The question for us at St Margaret’s is how we bring more of the world into our ark. How within our resources and capability we extend our friendship and hospitality to widen our umbrella. Not least to our natural world, which whether two by two, or for astute listeners fourteen by fourteen has a rightful place in the ark. Rhiannon, attempting to read the Bible in one year, was outraged when she heard that the clean animals went in, not two by two, as the songs tells us, but 7 pairs at a time; with all the disillusionment of a child having been told that the tooth fairy was… switching to euros. And if those unicorns have taught us anything, it’s that we should be especially mindful of the young at heart among us.
But this story of the flood should challenge us further. It’s a story first and foremost about the judgement of the world. But the strange thing is that it immediately undermines itself. Ostensibly, we feel and identify with the wrath of God against a perverse and foolish generation. And like the old crowds at public executions we’re secretly pleased at the idea of judgement and retribution, not least because any judgement that falls not against us is a relief. Schadenfreude, the enjoyment of the pain of others, is first of all, the quiet joy that this did not happen to me.
But the gamechanger moment is the end. The promise, the covenant, that this will never happen again. As a myth, it’s the oddest thing. Myths for the most part are old ways of explaining how the world works. But the flood does the opposite. It takes the universal myth of the great flood – found across all cultures – that explains the judgement of sin and evil, but then says, Never. Never again will this happen. So any time a Hebrew might have been tempted to say “Look, here comes the end of the world!” Her friends would have to say – NO. God has promised that will never happen. And this is not least important because of who the perceived judgement is usually against.

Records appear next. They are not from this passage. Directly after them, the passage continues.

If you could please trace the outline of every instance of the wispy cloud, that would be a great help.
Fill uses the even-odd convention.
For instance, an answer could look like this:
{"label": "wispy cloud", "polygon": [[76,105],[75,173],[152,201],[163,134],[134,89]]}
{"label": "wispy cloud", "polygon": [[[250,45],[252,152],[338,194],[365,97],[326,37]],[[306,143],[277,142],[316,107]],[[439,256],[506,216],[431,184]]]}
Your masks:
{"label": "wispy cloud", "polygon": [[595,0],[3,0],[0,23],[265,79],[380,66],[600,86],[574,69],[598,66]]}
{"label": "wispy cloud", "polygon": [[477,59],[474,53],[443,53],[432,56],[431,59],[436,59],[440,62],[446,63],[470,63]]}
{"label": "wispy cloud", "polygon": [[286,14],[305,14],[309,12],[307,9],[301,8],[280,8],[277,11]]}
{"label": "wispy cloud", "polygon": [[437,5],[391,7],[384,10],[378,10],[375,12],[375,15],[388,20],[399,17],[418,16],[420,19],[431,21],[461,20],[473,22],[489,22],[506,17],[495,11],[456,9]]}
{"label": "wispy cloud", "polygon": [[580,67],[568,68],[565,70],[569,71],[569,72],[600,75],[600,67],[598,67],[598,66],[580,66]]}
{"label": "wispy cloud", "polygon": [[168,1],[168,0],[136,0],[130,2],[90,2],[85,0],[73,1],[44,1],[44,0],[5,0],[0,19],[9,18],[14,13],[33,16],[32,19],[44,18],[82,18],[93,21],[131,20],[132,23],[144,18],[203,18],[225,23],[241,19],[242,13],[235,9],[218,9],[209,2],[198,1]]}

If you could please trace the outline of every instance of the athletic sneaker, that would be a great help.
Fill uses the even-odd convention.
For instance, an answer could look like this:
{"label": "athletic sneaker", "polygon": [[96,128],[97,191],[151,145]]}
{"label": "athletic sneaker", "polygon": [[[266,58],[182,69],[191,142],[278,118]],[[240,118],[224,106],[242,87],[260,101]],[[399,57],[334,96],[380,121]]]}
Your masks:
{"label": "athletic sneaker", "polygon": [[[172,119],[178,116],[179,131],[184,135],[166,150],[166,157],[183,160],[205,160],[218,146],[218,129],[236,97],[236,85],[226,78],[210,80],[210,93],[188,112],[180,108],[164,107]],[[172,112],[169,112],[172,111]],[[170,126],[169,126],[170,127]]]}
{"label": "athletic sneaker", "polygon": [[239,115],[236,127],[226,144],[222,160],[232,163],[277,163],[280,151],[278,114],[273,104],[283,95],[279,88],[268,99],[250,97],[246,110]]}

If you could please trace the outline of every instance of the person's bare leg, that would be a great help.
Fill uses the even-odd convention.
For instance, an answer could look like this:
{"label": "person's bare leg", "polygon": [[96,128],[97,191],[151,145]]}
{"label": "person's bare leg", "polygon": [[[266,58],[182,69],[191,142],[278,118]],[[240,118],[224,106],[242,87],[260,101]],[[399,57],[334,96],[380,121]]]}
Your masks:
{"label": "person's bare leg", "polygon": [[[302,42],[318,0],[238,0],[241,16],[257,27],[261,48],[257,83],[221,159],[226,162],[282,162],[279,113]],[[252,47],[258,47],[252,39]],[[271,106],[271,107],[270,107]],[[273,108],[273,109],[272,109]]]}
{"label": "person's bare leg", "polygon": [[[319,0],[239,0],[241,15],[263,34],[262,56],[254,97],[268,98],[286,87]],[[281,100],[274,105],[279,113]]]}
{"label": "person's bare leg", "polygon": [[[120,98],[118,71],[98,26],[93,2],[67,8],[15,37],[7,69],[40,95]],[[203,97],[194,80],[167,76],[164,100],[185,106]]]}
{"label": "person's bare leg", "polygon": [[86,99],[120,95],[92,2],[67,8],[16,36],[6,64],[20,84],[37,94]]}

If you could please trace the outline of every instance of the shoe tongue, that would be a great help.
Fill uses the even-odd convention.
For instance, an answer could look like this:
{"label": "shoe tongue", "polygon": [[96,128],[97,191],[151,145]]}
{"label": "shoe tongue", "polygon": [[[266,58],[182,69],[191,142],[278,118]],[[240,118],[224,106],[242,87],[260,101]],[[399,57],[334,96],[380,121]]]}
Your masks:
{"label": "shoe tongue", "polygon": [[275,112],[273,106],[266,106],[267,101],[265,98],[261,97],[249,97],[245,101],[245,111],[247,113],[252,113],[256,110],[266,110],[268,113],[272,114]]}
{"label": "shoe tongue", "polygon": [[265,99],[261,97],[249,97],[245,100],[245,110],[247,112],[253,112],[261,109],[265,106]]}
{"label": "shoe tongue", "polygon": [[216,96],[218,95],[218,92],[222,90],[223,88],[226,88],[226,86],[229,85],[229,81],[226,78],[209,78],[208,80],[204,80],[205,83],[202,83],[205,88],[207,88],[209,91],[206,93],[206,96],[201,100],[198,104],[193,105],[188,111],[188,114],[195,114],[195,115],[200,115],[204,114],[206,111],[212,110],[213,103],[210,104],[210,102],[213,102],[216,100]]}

So to return to Taxi Driver, Robert de Niro helpfully enumerates the various low lifes that inhabit the night: the drunkards, gamblers, fornicators, and he doesn’t get quite as far as the clergy in the diocese of Southwark – but there’s a very real socio-economic element to the judgement he speaks as he drives through a grotty part of New York. It is those at the fringe of society that are most liable to our judgement, and yet, as we know, those are whom Jesus chose to spend time with.
And as the rainbow shows the covenant by which promises he will never again cut off all flesh and destroy the earth, so Jesus promises he will not lose one of his sheep, and no one can snatch from his hand. So in reality, we’re all now living in the ark, and it’s time we learned better to live alongside one another, as we’re really in for the long haul. So for us, today, let us think of how we can better connect with those who fall outside the net of our society. Let us look to how we can bring more safely into our ark. And let’s also think what more we can do to stave off the flood, and keep creation ticking along, two by two and fourteen by fourteen.